HA LB Cluster on CentOS5 – Without actual heartbeat :P

Last month I wrote a howto for highly available load balanced Piranha cluster using Red Hat’s cluster suite. Until then it was quite not obvious why one should use the Debian styled network load balanced cluster in the production environment when actual “heartbeat” package and service creates a lot of havoc on Red Hat machines. But my reckoning of doing classic things more manually kept me interrogative and I found the flexible way of doing load balanced clustering without needing the actual heartbeat service. Reasons why I’m so much against of having it are numerous:
- Running heartbeat snatches the independence of managing virtual IP addresses on load balancer by hand.
- Thus restricting expansion of the pools!
- Ldirector’s daemon must be managed by heartbeat when its running.
- Waste of resources in utilization; such with a sheer restart of heartbeat service and it just sits on waiting and waiting,…
- And above all, I don’t need a “second” load balancer for a failover.
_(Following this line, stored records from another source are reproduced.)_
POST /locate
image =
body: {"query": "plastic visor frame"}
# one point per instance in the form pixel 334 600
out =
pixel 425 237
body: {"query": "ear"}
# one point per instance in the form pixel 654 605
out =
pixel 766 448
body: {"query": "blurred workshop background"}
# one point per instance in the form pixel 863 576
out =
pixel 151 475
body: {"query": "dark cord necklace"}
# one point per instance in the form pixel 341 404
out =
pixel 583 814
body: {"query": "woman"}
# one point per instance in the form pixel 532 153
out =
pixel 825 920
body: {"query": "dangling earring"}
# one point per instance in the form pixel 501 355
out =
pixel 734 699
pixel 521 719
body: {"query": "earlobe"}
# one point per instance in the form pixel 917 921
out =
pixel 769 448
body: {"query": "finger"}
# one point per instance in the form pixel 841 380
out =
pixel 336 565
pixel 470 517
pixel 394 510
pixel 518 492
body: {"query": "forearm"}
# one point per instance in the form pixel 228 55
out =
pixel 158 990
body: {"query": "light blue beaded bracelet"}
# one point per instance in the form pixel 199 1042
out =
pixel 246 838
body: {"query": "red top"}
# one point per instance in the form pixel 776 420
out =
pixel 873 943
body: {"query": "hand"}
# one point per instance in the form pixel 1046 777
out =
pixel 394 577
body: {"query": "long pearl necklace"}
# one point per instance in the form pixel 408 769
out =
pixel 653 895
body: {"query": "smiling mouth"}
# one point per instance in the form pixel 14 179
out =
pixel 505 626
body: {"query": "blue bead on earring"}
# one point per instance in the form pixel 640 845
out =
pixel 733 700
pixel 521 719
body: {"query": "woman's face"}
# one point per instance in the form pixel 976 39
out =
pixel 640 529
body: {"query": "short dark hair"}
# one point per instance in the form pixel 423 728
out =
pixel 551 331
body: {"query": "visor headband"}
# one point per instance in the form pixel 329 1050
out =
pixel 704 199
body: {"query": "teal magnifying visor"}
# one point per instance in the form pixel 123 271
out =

All that glitters is one load balancer running ldirectord in a simple environment and as for the job, it does most of heartbeat’s when acting as a divider and a monitor for distributing requests between web servers.

Environment

Requirements: At least three systems, each with a minimum of one IP (CentOS in my case). Packages ‘heartbeat’, ‘heartbeat-ldirector’ for load balancing and ‘ipvsadm’ for Linux IP Virtual Server. I know you’re thinking that why the ‘heartbeat’ when actually we’re not going to run it. In fact, we’re not going to run it; its just for a dependency resolution, rather a service startup requirement – I should say (/etc/ha.d/shellfuncs is the file needed)! And I swear we won’t run it ;) ! So these are the packages which shape into a project Ultramonkey when combined and it describes the different topologies of a functional HA LB cluster but that’s not our concern, anyway :D (perhaps yours if you think you’ve a bit of free time)

Virtual IP: 12.12.12.60
Load Balancer: 12.12.12.61 aka VM1.
Cluster Nodes/Real Servers:
Web Server1: 12.12.12.62 aka VM2
Web Server2: 12.12.12.63 aka VM3.

And we’ll be using LVS-DR (direct routing) approach for clustering; its most widely used and has lesser downsides.
Lets start by configuring the web servers first.

Cluster Nodes  Configurations

1. On both web servers VM2 and VM3, apache should be running having a common serving file (for purpose of get checked by ldirectord).

# yum install httpd -y
# echo foo > /var/www/html/test.html
# service httpd start
# chkconfig httpd on

And to distinguish both of the web servers during test loading, create at least a one unique file on each of web servers.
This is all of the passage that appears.